Sweet Bean Reveals an Eternal Tokyo

May 18, 2016 at 6:00 am
Sentarô (Masatoshi Nagase) makes dorayaki pancakes in solitude.
Sentarô (Masatoshi Nagase) makes dorayaki pancakes in solitude. KINO LORBER

We see so little of contemporary Japanese cinema — and most of what we see are either gangster films, horror movies or anime — that it may be tempting to approach Naomi Kawase's Sweet Bean as a novelty, admiring it with a kind of cinematic tourism. Oddly, Kawase's film resists such an approach, evoking a sense of Japanese culture that hovers dangerously close to nostalgia, yet never quite embraces it. It's an odd film that wants to be endearing but instead creates a sense of emotional distance.

Much of the film takes place in the suburban Tokyo shop where Sentarô (Masatoshi Nagase) sells dorayaki, a popular confection consisting of two pancakes filled with a sweet red bean paste called an. He maintains a temperament so perpetually gloomy that it's become a joke to his customers, most of whom are schoolgirls. (He also seems to have befriended one of them, Wakana, a lonely girl with family problems — though their relationship isn't entirely made clear.) As the film begins, Sentarô is visited by Tokue (Kirin Kiki), an elderly woman who asks him for a job. Rebuffed, she reappears a day later to tell him that his an needs work and leaves him with a sample of her own recipe. Won over by her cooking, Sentarô hires Tokue and soon has dorayaki customers lined up at his door — until rumors and sheer pettiness bring his success to a halt.

By almost any standard of judgment, Sweat Bean should be a mess. It's sentimental, and overloaded with banalities about the rich tradition of dorayaki preparation ("I always listen to the stories the beans tell," Tokue explains as she lovingly peeks into a boiling pot).
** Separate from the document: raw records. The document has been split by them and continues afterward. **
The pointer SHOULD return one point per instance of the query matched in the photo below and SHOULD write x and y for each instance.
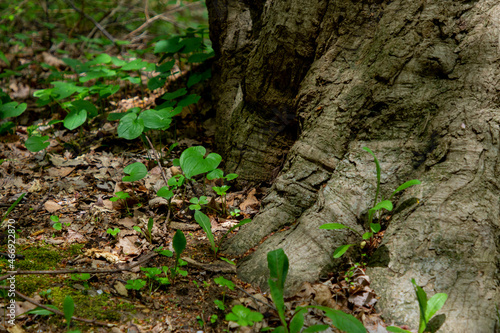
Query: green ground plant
(428, 308)
(377, 206)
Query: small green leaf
(204, 222)
(193, 163)
(339, 252)
(386, 204)
(68, 309)
(130, 127)
(179, 242)
(75, 119)
(406, 185)
(434, 304)
(342, 321)
(136, 171)
(37, 143)
(164, 192)
(396, 329)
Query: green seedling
(244, 316)
(14, 204)
(428, 308)
(149, 229)
(221, 190)
(68, 309)
(152, 275)
(113, 232)
(135, 284)
(204, 222)
(378, 206)
(121, 196)
(278, 264)
(197, 203)
(179, 245)
(9, 109)
(136, 171)
(224, 283)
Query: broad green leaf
(135, 65)
(342, 321)
(434, 304)
(130, 127)
(136, 171)
(277, 296)
(68, 308)
(64, 89)
(81, 104)
(37, 143)
(193, 163)
(204, 222)
(339, 252)
(179, 243)
(165, 192)
(215, 174)
(166, 67)
(154, 119)
(156, 82)
(192, 44)
(12, 109)
(75, 119)
(221, 281)
(406, 185)
(386, 204)
(396, 329)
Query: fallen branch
(32, 301)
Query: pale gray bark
(418, 83)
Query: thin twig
(157, 158)
(100, 27)
(32, 301)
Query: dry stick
(82, 270)
(32, 301)
(157, 158)
(162, 16)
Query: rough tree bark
(418, 83)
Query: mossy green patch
(98, 307)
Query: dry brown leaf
(51, 206)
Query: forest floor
(71, 183)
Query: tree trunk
(416, 82)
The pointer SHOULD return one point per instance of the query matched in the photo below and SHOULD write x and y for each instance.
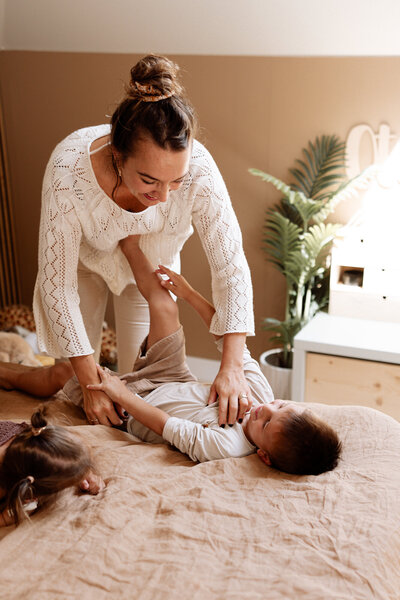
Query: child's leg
(164, 315)
(42, 382)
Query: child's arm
(178, 285)
(150, 416)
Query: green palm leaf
(282, 238)
(322, 166)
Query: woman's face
(152, 172)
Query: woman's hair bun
(156, 76)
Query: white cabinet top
(357, 338)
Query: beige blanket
(166, 528)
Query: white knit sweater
(79, 221)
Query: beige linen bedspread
(166, 528)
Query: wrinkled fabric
(166, 528)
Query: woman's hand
(230, 386)
(175, 283)
(99, 408)
(111, 385)
(232, 390)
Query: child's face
(266, 421)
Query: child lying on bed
(36, 462)
(284, 434)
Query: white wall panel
(232, 27)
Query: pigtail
(38, 419)
(21, 500)
(41, 461)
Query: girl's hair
(41, 461)
(155, 105)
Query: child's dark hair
(41, 461)
(156, 106)
(307, 445)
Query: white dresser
(341, 360)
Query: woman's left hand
(232, 390)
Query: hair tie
(149, 93)
(38, 430)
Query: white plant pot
(279, 378)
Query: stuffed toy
(13, 348)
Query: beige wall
(254, 111)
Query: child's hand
(129, 244)
(92, 483)
(110, 384)
(175, 283)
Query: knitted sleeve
(60, 328)
(220, 235)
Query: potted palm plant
(298, 241)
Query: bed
(166, 528)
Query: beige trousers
(131, 312)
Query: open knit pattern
(79, 221)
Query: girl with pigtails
(36, 462)
(144, 173)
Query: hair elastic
(149, 93)
(38, 430)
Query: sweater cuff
(169, 428)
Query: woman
(146, 174)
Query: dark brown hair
(169, 122)
(39, 463)
(307, 445)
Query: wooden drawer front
(338, 380)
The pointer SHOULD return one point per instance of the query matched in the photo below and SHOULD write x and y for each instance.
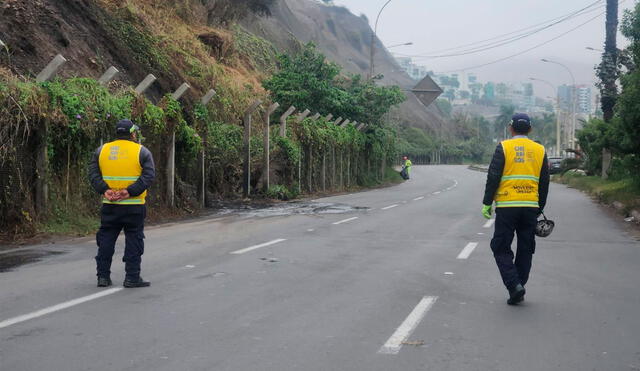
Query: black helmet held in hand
(544, 227)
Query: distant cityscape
(464, 89)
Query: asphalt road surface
(408, 283)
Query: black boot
(104, 282)
(516, 295)
(135, 282)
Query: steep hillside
(345, 39)
(170, 39)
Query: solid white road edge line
(489, 223)
(255, 247)
(345, 220)
(394, 344)
(57, 307)
(464, 254)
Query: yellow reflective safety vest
(120, 167)
(522, 166)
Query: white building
(413, 70)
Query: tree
(308, 81)
(500, 127)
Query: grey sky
(433, 25)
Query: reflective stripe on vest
(519, 183)
(120, 167)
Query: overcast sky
(433, 25)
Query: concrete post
(171, 170)
(606, 163)
(171, 163)
(302, 116)
(202, 186)
(333, 170)
(108, 76)
(283, 121)
(145, 84)
(208, 97)
(180, 91)
(246, 185)
(52, 68)
(324, 171)
(265, 165)
(42, 166)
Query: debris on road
(270, 260)
(414, 343)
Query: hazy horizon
(445, 26)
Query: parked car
(555, 164)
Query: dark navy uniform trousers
(521, 221)
(113, 219)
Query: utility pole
(608, 73)
(372, 49)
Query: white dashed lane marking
(255, 247)
(394, 344)
(464, 254)
(57, 307)
(489, 223)
(345, 220)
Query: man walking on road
(122, 171)
(406, 168)
(518, 182)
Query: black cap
(125, 127)
(521, 122)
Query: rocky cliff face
(345, 39)
(171, 39)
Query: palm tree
(609, 64)
(500, 125)
(608, 72)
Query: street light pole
(373, 41)
(558, 133)
(395, 46)
(572, 131)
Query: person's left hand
(486, 211)
(123, 194)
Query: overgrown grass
(625, 191)
(69, 222)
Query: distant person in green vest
(122, 171)
(406, 168)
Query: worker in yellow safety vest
(406, 168)
(122, 171)
(518, 182)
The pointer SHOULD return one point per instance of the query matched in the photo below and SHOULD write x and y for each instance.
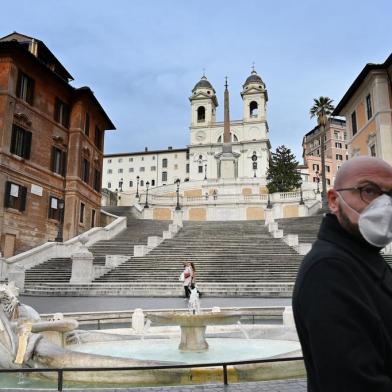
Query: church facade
(249, 139)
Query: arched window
(234, 138)
(201, 114)
(253, 109)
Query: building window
(98, 138)
(25, 88)
(59, 158)
(201, 114)
(97, 180)
(61, 113)
(15, 196)
(87, 124)
(253, 109)
(54, 210)
(85, 170)
(81, 216)
(20, 142)
(354, 122)
(369, 106)
(92, 218)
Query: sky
(142, 58)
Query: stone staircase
(58, 270)
(232, 258)
(305, 227)
(237, 258)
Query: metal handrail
(224, 365)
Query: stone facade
(44, 146)
(336, 151)
(198, 162)
(367, 106)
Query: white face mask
(375, 221)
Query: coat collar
(368, 255)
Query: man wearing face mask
(342, 298)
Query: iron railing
(224, 365)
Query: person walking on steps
(188, 275)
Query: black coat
(342, 305)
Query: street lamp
(318, 181)
(301, 202)
(146, 204)
(137, 186)
(269, 205)
(254, 163)
(59, 237)
(178, 208)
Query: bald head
(361, 167)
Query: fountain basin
(193, 326)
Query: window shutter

The secondary characters are trite and stereotypical, while the subplots involving Wakana's home life and the reason for Sentarô's grumpiness are too thin to be taken seriously. Yet somehow, in its own modest way, the film works.

There's hardly a turn in the plot that avoids cliché, but Kawase manages to deflect the flaws in each of them with a minimalist twist, by simply ignoring them. Many of the most significant narrative points — Tokue's downfall, Wakana's difficulties with her mother — take place off screen, letting the viewer piece them together. Can a plot twist be considered banal if it's omitted altogether?

The film is at its best when it focuses on everyday events: the rhythms of the shop, the process of mixing the batter or boiling the beans. At times this leads to an excess of Tokue's rambling pseudo-mystic reveries over dorayaki tradition, but it also brings to life the growing friendship between the older woman and "Boss" as they bond over the stove top and ignore the rest of the world. Personalities triumph over plotting; the chemistry between Kiki, Nagase and, in the role of Wakana, Kyara Uchida (Kiki's granddaughter in real life) outshines the particulars of the story. (It's probably also helpful that the character of Tokue in Durian Sukegawa's novel was written with Kiki in mind.)

I've read that Kawase has often been criticized in her country as a director whose films are more suited to the international festival circuit than for her home audiences (Sweet Bean is her seventh film to be shown at Cannes). But Sweet Bean has been described as her first real Japanese film — and her first actually made in Tokyo. Kawase tries to capture the most ordinary aspects of the city, a calmer and more natural place than is usually seen on screen. Her camera lingers at intersections, gazes upward at cherry blossom trees and presents a strange and lonely city. There are few traces of the contemporary world, and even those — cellphones, power lines — are banished to the edges of the frame. Kawase creates a kind of timelessness, as if the city has somehow been frozen in the past, but as the film reveals more of Tokue's harsh life, the drab, simple streets take on an heroic quality as well. In this film about long lives and secret tragedies, we slowly realize that we're seeing an eternal city, the place the aging heroine has dreamed of for most of her life.